31 Case 4  8 years-old daughter  Dyspnea  Echo: dilated right cavities associated with CIA  CT scan in search of APVR

32  The left superior pulmonary vein flows through a collector into the Venous trunk left brachiocephalic  Superior vena cava dilated Venous trunk left brachiocephalic Collector SVC The superior left pulmonary vein A supra cardiac partial AVPR of the superior left lung lobe

33 Venous trunk left brachiocephalic Collector Anomaly aortic arch associated : right subclavian artery in retroaortic course esophageal

34 Case 5  Infants 3 months  Cyanosis and tachypnea   Echocardiography: - - Dilatation of the RV with a paradoxical septal kinetics. - - Expansion of the OD and trunk of the pulmonary artery - - Severe PAH - - Shunt right / left through a CIA - - Absence of pulmonary veins abouchant in OG. - - Viewing a supra cardiac collector vein - - Doubt on a second infra cardiac collector vein

35 A left supra cardiac AVPR Volume rendering reconstruction (VR) showing the First collector ( ) draining the left superior pulmonary vein is abouchnat in the venous trunk innominate ( )

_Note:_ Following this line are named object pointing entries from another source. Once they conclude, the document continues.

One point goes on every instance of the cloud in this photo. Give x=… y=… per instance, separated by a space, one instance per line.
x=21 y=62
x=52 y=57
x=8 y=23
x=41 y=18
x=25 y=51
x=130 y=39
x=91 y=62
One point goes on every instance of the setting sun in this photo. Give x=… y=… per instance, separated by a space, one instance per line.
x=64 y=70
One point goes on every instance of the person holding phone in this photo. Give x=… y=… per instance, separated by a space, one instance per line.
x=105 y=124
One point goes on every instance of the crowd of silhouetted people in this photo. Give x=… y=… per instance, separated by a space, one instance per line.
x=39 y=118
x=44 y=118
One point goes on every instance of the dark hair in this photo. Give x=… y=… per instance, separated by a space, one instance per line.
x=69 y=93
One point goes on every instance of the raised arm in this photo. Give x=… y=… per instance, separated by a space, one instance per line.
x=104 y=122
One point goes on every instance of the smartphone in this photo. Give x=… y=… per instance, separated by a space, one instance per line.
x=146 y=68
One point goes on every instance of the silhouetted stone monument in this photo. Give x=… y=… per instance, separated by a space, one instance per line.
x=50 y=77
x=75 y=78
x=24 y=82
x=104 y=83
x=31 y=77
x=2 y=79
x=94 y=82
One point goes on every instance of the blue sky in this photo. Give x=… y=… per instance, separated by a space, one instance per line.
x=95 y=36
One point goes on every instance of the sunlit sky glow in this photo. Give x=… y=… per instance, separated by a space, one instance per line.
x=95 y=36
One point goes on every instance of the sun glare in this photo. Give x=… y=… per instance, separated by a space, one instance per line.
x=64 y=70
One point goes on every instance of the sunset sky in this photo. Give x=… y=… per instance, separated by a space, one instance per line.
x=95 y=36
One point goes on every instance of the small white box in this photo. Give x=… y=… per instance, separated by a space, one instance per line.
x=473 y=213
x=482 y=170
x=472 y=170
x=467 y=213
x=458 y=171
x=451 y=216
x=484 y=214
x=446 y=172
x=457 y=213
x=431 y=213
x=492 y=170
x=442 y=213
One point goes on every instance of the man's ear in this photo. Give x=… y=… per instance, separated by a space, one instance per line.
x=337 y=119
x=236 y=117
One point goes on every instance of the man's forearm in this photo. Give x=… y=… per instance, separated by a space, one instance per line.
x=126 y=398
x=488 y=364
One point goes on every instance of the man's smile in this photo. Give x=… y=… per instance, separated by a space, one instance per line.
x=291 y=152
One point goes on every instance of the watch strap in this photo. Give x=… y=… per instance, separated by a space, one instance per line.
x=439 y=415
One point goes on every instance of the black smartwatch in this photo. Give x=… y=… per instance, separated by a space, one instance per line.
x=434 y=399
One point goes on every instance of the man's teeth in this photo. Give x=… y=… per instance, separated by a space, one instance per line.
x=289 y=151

36 Infra cardiac APVR Second collector draining the entire venous return right lung ( ) and the left lower lobe ( ): vertical path ( ) is abouchant the trunk door ( ) Absence of stenosis of the collector

37 Diagnosis : Mixed supra cardiac and infra cardiac total APVR   First collector draining the left superior pulmonary vein is abouchant in the venous trunk innominate   Second collector draining the entire venous return right lung and the left lower lobe in the portal vein.

38 Case 6  Daughter of three months  Dyspnea  Chest X-Ray and Echocardiography: Dilatation of right cavities Dilatation of right cavities

39 Venous collector ( ) opening the posterior surface of the OD and the roof of coronary sinus

40 Venous collector ( ) opening in the face posterior OD and the roof of the coronary sinus Total cardiac APVC

41 Conclusion  Echocardiography remains the first-line choice for diagnostic imaging in all patients with pulmonary venous anomalies.  However, when echo diagnosis is inconclusive, CT and not catheterization should be considered the next imaging modality of choice which is less invasive and more precise.  Three-dimensional reformatting provided additional assistance with surgical planning.